October 09, 2008
|Stocks Crash In Asia||Economy|
Tomorrow could be ugly. Bloomberg:
Asian stocks tumbled, driving Japan's Nikkei 225 Stock Average down as much 11 percent, and U.S. futures fell on concern the deepening credit crisis will push the global economy into recession. [...]
"It's a financial panic," said Choi Min Jai, who oversees the equivalent of $2.1 billion at KTB Asset Management Co. in Seoul. "The recession can only get worse. You can't find the link that will break the vicious cycle."
The MSCI Asia Pacific Index lost 4.9 percent to 87.86 as of 10:33 a.m. in Tokyo. The measure is poised to drop 16 percent this week, the biggest slump since the index was created on Dec. 31, 1987. Only four stocks gained in the 990 member gauge. [...]

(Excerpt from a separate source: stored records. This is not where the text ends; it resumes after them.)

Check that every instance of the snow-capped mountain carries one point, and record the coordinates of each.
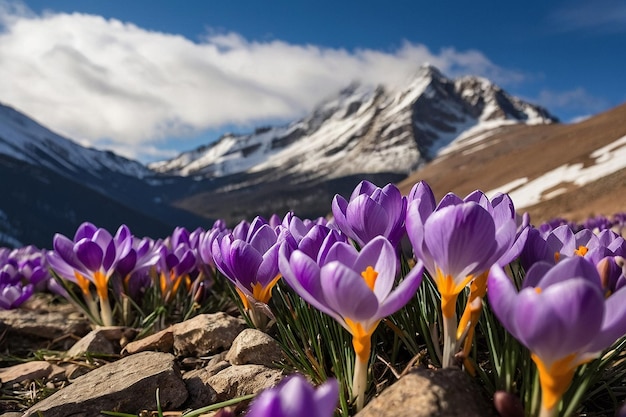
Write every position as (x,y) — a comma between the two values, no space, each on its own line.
(363,130)
(51,184)
(26,140)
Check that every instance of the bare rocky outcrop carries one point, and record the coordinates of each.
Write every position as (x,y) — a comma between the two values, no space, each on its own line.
(430,393)
(252,346)
(128,385)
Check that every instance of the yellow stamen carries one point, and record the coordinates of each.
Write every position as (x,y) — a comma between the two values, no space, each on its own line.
(101,282)
(556,380)
(244,299)
(361,339)
(82,282)
(449,290)
(581,251)
(370,275)
(263,294)
(471,314)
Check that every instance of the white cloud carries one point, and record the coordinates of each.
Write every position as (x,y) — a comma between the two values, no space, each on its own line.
(108,82)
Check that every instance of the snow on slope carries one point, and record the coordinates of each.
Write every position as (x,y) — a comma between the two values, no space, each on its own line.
(366,130)
(608,159)
(24,139)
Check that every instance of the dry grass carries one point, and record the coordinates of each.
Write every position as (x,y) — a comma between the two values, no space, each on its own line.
(529,151)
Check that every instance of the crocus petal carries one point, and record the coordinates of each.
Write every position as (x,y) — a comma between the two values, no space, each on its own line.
(613,325)
(460,239)
(502,298)
(244,262)
(85,230)
(263,239)
(560,320)
(367,219)
(346,293)
(568,268)
(339,208)
(380,254)
(268,269)
(90,254)
(449,199)
(343,252)
(303,276)
(401,295)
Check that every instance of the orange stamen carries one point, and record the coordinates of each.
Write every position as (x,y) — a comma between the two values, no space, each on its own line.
(370,275)
(449,291)
(361,339)
(263,294)
(82,282)
(581,251)
(101,282)
(555,380)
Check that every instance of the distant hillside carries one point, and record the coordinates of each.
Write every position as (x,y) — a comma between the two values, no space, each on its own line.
(567,170)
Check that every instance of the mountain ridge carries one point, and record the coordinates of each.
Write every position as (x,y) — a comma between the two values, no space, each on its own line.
(395,130)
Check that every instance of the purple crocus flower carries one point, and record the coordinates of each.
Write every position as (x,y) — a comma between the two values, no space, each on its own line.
(295,397)
(250,262)
(355,288)
(91,258)
(174,266)
(134,268)
(561,315)
(458,240)
(372,211)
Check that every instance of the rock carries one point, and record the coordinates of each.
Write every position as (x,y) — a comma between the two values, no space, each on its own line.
(215,367)
(162,341)
(128,385)
(94,342)
(27,371)
(200,392)
(43,323)
(206,334)
(252,346)
(430,393)
(238,380)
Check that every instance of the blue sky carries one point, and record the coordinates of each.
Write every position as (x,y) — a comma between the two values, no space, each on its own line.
(152,78)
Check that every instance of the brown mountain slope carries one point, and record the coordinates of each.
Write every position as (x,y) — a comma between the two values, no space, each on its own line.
(515,152)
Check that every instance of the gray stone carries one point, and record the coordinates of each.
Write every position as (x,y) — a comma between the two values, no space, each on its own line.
(206,334)
(200,392)
(94,342)
(430,393)
(44,323)
(128,385)
(252,346)
(162,341)
(238,380)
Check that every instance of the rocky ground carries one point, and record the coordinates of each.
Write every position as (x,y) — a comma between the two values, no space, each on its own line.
(52,363)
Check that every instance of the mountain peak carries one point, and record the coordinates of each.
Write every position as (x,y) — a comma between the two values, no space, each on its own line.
(365,129)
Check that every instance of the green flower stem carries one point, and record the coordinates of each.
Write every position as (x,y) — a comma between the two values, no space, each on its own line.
(449,340)
(359,382)
(105,311)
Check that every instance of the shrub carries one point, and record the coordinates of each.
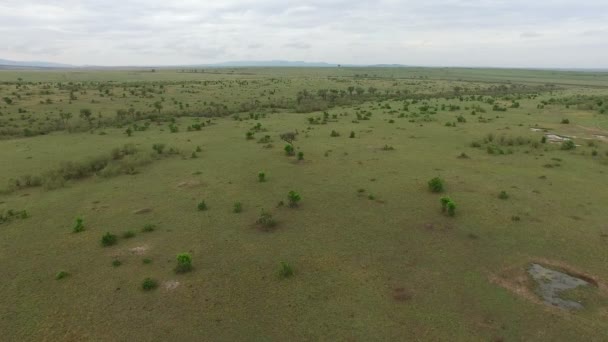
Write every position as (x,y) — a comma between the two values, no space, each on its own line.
(289,150)
(285,270)
(568,145)
(444,203)
(293,198)
(158,148)
(79,225)
(266,220)
(149,284)
(108,239)
(184,263)
(61,275)
(436,185)
(148,228)
(451,208)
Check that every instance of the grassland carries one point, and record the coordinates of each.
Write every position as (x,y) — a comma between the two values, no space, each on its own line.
(374,257)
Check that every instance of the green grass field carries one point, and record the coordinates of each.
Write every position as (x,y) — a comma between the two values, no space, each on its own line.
(374,258)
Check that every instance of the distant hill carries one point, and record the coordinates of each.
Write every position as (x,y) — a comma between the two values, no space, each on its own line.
(5,63)
(299,64)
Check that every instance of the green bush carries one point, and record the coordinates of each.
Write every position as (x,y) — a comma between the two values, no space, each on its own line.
(285,270)
(149,284)
(289,150)
(148,228)
(266,220)
(293,198)
(184,263)
(61,275)
(108,239)
(79,225)
(436,185)
(568,145)
(451,208)
(158,148)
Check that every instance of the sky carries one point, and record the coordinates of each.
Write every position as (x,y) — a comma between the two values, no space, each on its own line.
(497,33)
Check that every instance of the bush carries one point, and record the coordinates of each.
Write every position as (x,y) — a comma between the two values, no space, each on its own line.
(149,284)
(285,270)
(289,150)
(184,263)
(266,220)
(451,208)
(436,185)
(108,239)
(61,275)
(148,228)
(568,145)
(158,148)
(293,198)
(79,226)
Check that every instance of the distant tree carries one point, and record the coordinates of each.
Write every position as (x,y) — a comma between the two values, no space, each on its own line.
(65,118)
(86,114)
(158,105)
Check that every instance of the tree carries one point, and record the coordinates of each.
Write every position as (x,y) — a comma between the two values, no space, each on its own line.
(158,105)
(86,114)
(350,90)
(65,117)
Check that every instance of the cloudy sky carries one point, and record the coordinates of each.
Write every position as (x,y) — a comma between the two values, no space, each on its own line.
(503,33)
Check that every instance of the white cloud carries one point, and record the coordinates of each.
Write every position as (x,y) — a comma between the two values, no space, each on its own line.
(519,33)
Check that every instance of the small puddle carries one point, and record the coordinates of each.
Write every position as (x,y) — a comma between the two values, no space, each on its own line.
(551,283)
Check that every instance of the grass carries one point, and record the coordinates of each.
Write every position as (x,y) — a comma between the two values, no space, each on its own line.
(350,254)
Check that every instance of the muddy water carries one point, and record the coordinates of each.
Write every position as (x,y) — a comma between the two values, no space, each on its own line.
(551,283)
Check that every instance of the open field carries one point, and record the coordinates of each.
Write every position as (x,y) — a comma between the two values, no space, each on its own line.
(374,258)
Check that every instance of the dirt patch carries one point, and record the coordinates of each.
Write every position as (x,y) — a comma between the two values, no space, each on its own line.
(170,285)
(401,294)
(142,211)
(140,250)
(189,184)
(516,279)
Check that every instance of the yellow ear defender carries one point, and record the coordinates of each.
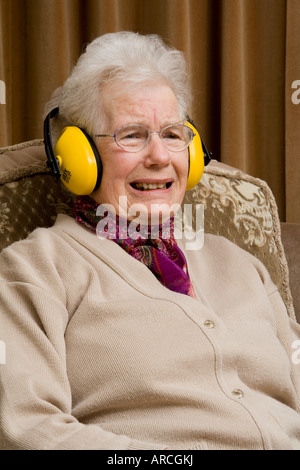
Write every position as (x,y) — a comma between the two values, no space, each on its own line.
(198,157)
(76,161)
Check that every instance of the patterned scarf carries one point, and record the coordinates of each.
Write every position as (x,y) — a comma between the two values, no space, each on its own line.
(161,254)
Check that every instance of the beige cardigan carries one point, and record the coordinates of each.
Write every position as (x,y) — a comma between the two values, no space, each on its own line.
(99,355)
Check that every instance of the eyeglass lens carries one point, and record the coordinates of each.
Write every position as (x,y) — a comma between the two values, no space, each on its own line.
(135,137)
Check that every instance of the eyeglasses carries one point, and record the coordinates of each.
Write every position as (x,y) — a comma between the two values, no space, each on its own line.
(135,137)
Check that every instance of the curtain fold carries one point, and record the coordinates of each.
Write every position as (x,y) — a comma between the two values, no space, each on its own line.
(243,56)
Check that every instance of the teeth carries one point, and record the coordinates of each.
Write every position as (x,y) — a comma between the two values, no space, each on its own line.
(149,186)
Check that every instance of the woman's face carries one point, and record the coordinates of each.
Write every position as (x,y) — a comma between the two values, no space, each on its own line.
(129,174)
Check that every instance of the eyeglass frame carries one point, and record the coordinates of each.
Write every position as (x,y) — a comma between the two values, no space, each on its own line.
(114,135)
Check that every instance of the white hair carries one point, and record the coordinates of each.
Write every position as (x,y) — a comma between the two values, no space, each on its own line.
(126,57)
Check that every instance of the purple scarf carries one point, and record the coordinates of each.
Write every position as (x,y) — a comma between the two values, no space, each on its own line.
(161,255)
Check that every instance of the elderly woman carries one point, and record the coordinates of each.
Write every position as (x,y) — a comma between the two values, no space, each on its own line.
(119,342)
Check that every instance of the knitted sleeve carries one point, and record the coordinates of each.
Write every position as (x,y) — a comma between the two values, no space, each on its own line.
(36,399)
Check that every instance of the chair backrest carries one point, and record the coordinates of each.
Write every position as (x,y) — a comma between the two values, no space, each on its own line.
(236,205)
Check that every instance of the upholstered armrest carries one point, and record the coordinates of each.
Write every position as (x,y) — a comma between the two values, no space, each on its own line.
(290,234)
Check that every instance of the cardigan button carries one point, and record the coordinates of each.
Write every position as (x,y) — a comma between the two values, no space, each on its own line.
(209,324)
(238,393)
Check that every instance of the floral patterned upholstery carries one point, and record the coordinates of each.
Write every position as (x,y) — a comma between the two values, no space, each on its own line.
(236,206)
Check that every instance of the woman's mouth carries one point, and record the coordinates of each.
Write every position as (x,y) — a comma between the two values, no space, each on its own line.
(150,186)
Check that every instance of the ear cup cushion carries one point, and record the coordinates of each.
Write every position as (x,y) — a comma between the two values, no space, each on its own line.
(196,159)
(79,161)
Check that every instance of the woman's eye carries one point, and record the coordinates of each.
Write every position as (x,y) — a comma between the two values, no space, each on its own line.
(172,135)
(132,135)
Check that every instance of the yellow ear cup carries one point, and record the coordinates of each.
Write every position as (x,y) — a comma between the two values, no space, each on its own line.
(196,159)
(78,161)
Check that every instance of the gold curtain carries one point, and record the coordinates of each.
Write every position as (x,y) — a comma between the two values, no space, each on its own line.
(243,55)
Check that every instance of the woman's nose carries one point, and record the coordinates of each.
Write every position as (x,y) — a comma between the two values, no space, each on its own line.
(157,153)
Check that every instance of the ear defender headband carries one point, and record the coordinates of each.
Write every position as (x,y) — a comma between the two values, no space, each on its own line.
(76,161)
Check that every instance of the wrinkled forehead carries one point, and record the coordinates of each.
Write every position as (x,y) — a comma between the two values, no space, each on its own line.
(125,102)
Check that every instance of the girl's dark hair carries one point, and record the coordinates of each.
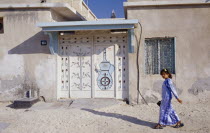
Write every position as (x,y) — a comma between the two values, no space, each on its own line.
(167,72)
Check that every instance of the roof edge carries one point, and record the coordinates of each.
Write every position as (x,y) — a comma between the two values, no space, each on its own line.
(87,23)
(165,3)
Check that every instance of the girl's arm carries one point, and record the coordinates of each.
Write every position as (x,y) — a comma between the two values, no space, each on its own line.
(172,88)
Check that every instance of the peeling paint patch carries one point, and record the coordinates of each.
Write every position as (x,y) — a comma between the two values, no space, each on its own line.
(200,86)
(3,126)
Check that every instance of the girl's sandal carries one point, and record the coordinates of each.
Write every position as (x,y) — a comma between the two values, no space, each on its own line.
(178,125)
(158,126)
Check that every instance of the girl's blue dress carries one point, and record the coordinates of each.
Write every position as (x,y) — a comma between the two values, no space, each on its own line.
(168,115)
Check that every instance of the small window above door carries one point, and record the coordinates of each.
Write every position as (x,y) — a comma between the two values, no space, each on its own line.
(159,54)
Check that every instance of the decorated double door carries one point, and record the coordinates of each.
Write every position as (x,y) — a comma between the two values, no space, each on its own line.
(92,66)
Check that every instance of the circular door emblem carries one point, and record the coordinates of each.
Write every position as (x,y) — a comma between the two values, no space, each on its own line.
(105,81)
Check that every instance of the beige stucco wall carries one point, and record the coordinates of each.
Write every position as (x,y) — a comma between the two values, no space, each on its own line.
(190,25)
(24,63)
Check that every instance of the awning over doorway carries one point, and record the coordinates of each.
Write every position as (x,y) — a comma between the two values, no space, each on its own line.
(53,28)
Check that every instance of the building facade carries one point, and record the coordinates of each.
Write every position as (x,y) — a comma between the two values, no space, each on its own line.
(175,35)
(26,65)
(59,50)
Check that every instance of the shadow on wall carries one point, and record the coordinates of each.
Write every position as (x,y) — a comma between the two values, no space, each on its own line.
(32,45)
(200,86)
(122,117)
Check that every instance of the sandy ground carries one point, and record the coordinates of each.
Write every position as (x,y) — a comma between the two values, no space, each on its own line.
(100,116)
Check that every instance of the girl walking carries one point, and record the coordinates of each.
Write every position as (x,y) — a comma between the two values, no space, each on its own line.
(168,115)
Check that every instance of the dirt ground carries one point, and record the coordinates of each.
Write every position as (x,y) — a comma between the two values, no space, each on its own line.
(100,116)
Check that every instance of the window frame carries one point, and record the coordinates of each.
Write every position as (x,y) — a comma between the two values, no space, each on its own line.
(145,55)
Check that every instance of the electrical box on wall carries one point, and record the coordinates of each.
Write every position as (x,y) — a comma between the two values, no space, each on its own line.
(1,26)
(43,42)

All Asian benchmark indexes dropped. Japan's Nikkei plunged 9.8 percent to 8,264.65. Australia's S&P/ASX 200 Index tumbled 5.7 percent. Today's slump left the Nikkei valued at 9.9 times earnings and the S&P/ASX 200 at 11 times profit, the lowest for both indexes since at least April 2000, when Bloomberg started keeping track of the data. [...]
MSCI's Asian index is down 42 percent this year as mounting mortgage-related losses at financial firms caused credit to dry up, toppling banks including Lehman Brothers Holdings Inc. and slowing global demand for Asia's exports.
U.S. stocks tumbled yesterday, wiping out almost $900 billion in market value, with the Dow Jones Industrial Average closing below 9,000 for the first time since 2003. The Standard & Poor's 500 Index slid 7.6 percent to 909.92, capping a seven-day decline, the longest losing streak since 1996.
The article refers to today as yesterday, because in Asia it's tomorrow. If you see what I mean.
Today the US stock market wiped out $900 billion. In one day. In just the US. Gives you some perspective on the size of the forces at work. Paulson and his $700 billion fund really don't stand much of a chance.
If this keeps up, one day very soon we may see a day like October 19, 1987. There don't seem to be any buyers left.